1. Who is the “real” owner of the data processing
This means that the software house cannot independently define the specific purposes for which the personal data are processed.
Indeed, it is the data controller (in this case the customer) who instructs the software house on the activities it have to carry out with reference to the processing of personal data. This instruction must be in writing, by signing a contract between the parties. Through this agreeement the customer appoints the software house as the “data processor”.
2. What governs the contract
The agreement between the software manufacturer and the customer should include at least the matters indicated in paragraph 3 of art. 28 of GDPR in order to demonstrate that the data processor provides “sufficient guarantees” – in particular, the nature, the duration and the purpose of the data treatment or of the assigned treatments and the categories of the data being processed, the appropriate technical and organizational measures to allow compliance with the instructions received by the data controller and, in general, with the provisions contained in the GDPR.

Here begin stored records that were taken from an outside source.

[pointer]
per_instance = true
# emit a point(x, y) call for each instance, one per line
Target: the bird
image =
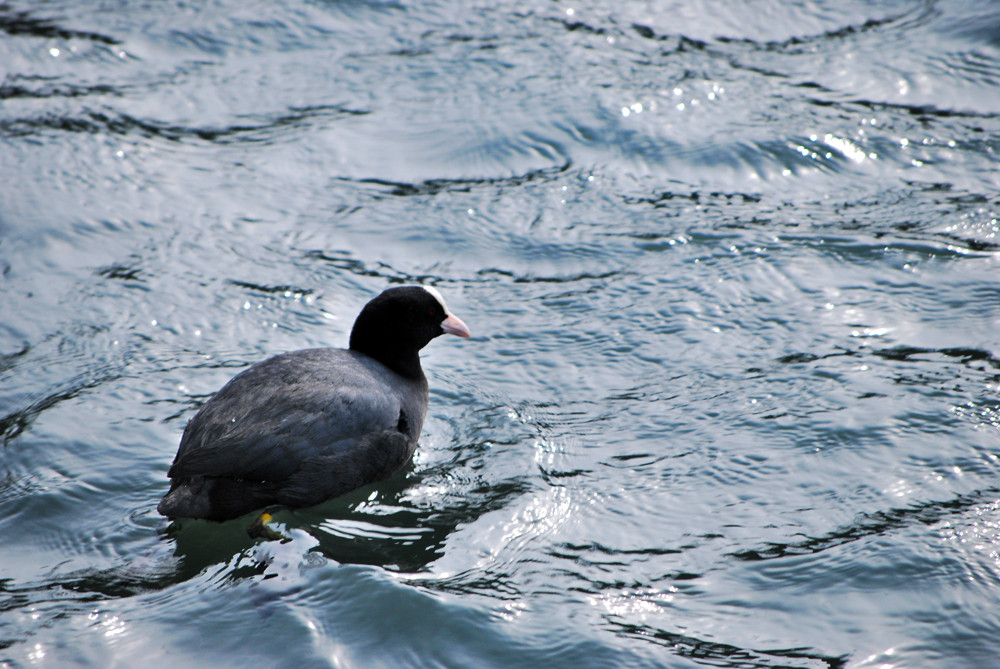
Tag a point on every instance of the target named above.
point(306, 426)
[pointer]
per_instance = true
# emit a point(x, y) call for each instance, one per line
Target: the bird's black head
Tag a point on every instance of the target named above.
point(394, 326)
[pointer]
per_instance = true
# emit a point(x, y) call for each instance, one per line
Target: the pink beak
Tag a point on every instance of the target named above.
point(454, 325)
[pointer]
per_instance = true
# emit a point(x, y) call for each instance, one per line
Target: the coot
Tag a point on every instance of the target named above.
point(306, 426)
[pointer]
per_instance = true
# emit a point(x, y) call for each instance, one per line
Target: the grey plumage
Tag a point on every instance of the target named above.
point(306, 426)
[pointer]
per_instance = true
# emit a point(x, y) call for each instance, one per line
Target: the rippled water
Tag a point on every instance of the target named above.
point(733, 273)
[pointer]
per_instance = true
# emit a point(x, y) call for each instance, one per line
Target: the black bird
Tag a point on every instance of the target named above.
point(303, 427)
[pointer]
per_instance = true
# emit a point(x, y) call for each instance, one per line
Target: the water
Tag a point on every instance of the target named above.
point(733, 273)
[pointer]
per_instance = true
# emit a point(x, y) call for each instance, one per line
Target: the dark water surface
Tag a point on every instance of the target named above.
point(733, 272)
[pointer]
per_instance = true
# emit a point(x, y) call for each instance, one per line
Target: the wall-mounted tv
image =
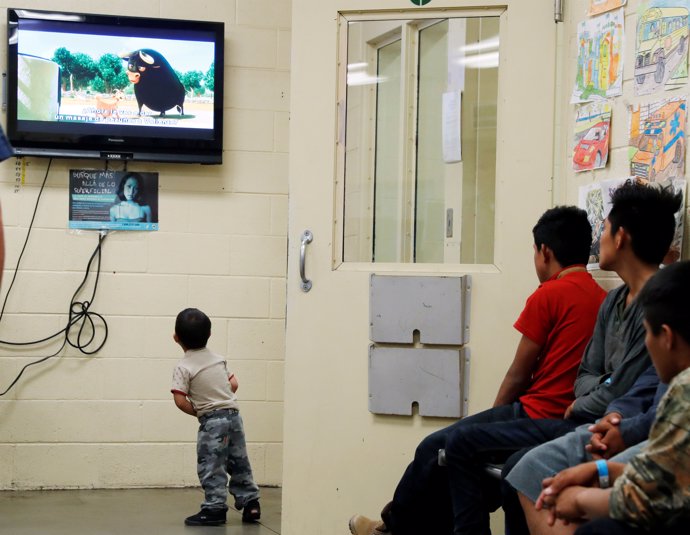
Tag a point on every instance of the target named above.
point(114, 88)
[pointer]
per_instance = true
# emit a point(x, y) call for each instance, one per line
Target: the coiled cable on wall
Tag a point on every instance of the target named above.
point(82, 324)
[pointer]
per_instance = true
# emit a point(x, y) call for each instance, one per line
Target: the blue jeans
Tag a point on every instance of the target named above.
point(473, 493)
point(221, 452)
point(421, 503)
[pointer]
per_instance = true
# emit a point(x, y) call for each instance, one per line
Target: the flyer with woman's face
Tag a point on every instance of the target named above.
point(113, 200)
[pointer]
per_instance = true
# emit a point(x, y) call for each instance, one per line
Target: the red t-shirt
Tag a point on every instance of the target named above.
point(559, 316)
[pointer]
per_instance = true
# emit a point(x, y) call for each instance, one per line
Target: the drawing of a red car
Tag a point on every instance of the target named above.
point(591, 152)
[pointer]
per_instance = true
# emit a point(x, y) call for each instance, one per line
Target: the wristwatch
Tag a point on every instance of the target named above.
point(603, 470)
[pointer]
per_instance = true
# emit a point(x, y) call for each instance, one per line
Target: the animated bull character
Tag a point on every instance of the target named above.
point(156, 84)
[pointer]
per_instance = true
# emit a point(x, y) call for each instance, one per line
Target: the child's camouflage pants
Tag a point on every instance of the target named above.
point(222, 452)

In fact, the data controller has to choose a data processor, which will give adequate guarantees regarding the processing of data, always considering that the software house, in its capacity of developer and owner of the software, is the one which better knows the categories of the data processed and how to activate the related security measures.
Hence, it is strategic to choose a data processor, which is suitable and which also knows how to advise the data controller with reference to the design and management of data processing.
3. What the software house can do
This is the reason why it is a good practice for software houses to communicate clearly and precisely to the customer during the negotiation and contract signing phase, which are their security measures (by way of example and not exhaustive: penetration test, strong passwords, etc.), in such a way as to enable the data controller to be able to appropriately evaluate whether the proposed security measures comply with its own risk assessment.
In concrete, a software cannot be GDPR compliant. However, the data processing can be. The task of the software houses is to develop and to produce software that give adequate security guarantees and that provide options to their customers, enabling them to develop a data processing system through the software itself that is GDPR compliant.
4. The importance of building an effective data processing model that complies with regulations
For all of the above mentioned reasons, it is therefore superfluous to point out how it is of central importance in the constitution of an effective data processing model that complies with the applicable regulations, the signing of a contract for the appointment of the data processor, which will list the responsibilities of the one and the other figure, as well as the areas of collaboration between the parties.
Although the non-signing of a contract for the designation of the data processor, would not in any case exempt the software house from the role actually played, it is a good practice to sign a contract, not only to be in compliance with mandatory rules of data protection, but also to be able to define specific ad hoc appointments that take into account the subjective relationship with the customer and the principles of accountability and above all, in order to limit and make verifiable the various responsibilities of the data controller and the data processor.